Lengthy start up time for 90% of datastage jobs in 11.5.0.2

A forum for discussing DataStage<sup>®</sup> basics. If you're not sure where your question goes, start here.

Moderators: chulett, rschirm, roy

PaulVL
Premium Member
Premium Member
Posts: 1315
Joined: Fri Dec 17, 2010 4:36 pm

Post by PaulVL »

That's a lot of eyeballs.

With everyone updating by default every 5 seconds... that's a lot of traffic.

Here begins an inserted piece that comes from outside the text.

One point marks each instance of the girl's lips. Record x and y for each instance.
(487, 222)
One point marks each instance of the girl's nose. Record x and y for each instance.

As a test, have most of those operations folks log out and just 1 admin eyeball a slow job to see if it speeds up.
qt_ky
Premium Member
Premium Member
Posts: 2895
Joined: Wed Aug 03, 2011 6:16 am
Location: USA

Post by qt_ky »

Did this get resolved?
Choose a job you love, and you will never have to work a day in your life. - Confucius
arvind_ds
Participant
Posts: 428
Joined: Thu Aug 16, 2007 11:38 pm
Location: Manali

Post by arvind_ds »

Not yet. Disk re-configuration done. Separate volume groups created for all major file systems, with each volume group(VG) having non shareable SSD disks allocated. All file systems mounted over SAN.

eg

VG1 : /opt/IBM/InfomationServer (disk 1, disk 2)
VG2 : /ETL/Datasets (disk 3, disk 4, disk 5, disk 6)
VG3 : /ETL/Scratch (disk 7, disk 8, disk 9, disk 10)
VG4 : /ETL/Projects (disk 11, disk 12)
VG5 : /ETL/UVTEMP (disk 13, disk 14)
VG6 :/ETL/data_files (disk 15, disk 16)

No clue about what to do next.
Arvind
chulett
Charter Member
Charter Member
Posts: 43085
Joined: Tue Nov 12, 2002 4:34 pm
Location: Denver, CO

Post by chulett »

Okay... and? You've detailed the "re-configuration" you've done but made no mention of how that affected your issue. Where do things stand now?
-craig

"You can never have too many knives" -- Logan Nine Fingers
arvind_ds
Participant
Posts: 428
Joined: Thu Aug 16, 2007 11:38 pm
Location: Manali

Post by arvind_ds »

We had raised a PMR earlier which is still open. It was suggested by PMR engineers(after adding multiple debug variables at project level and then running the jobs and collecting the log files and sharing with IBM support) that disk contention is causing slowness in 11.5.0.2, it was observed through the debug log files shared with them.

Now we have done disk re-configuration and replaced HDD with SSD as well. Performance issue is still there.

Jobs which use to take X amount of time in version 9.1.2, are now taking average 5X to 6X time in version 11.5.0.2 across AIX 7.x platform.

What is the role of pd_npages AIX parameter wrt performance of the datastage jobs.

We noticed the value of this parameter as below.

(1) In version 9.1.2/AIX 7.1 TL2, the value of pd_npages on engine tier = 65536

(2) In version 11.5.0.2/AIX 7.1 TL4, the value of pd_npages on engine tier = 4096

Rest of the AIX parameters are same across both the engine tier servers across 9.1.2 and 11.5.0.2.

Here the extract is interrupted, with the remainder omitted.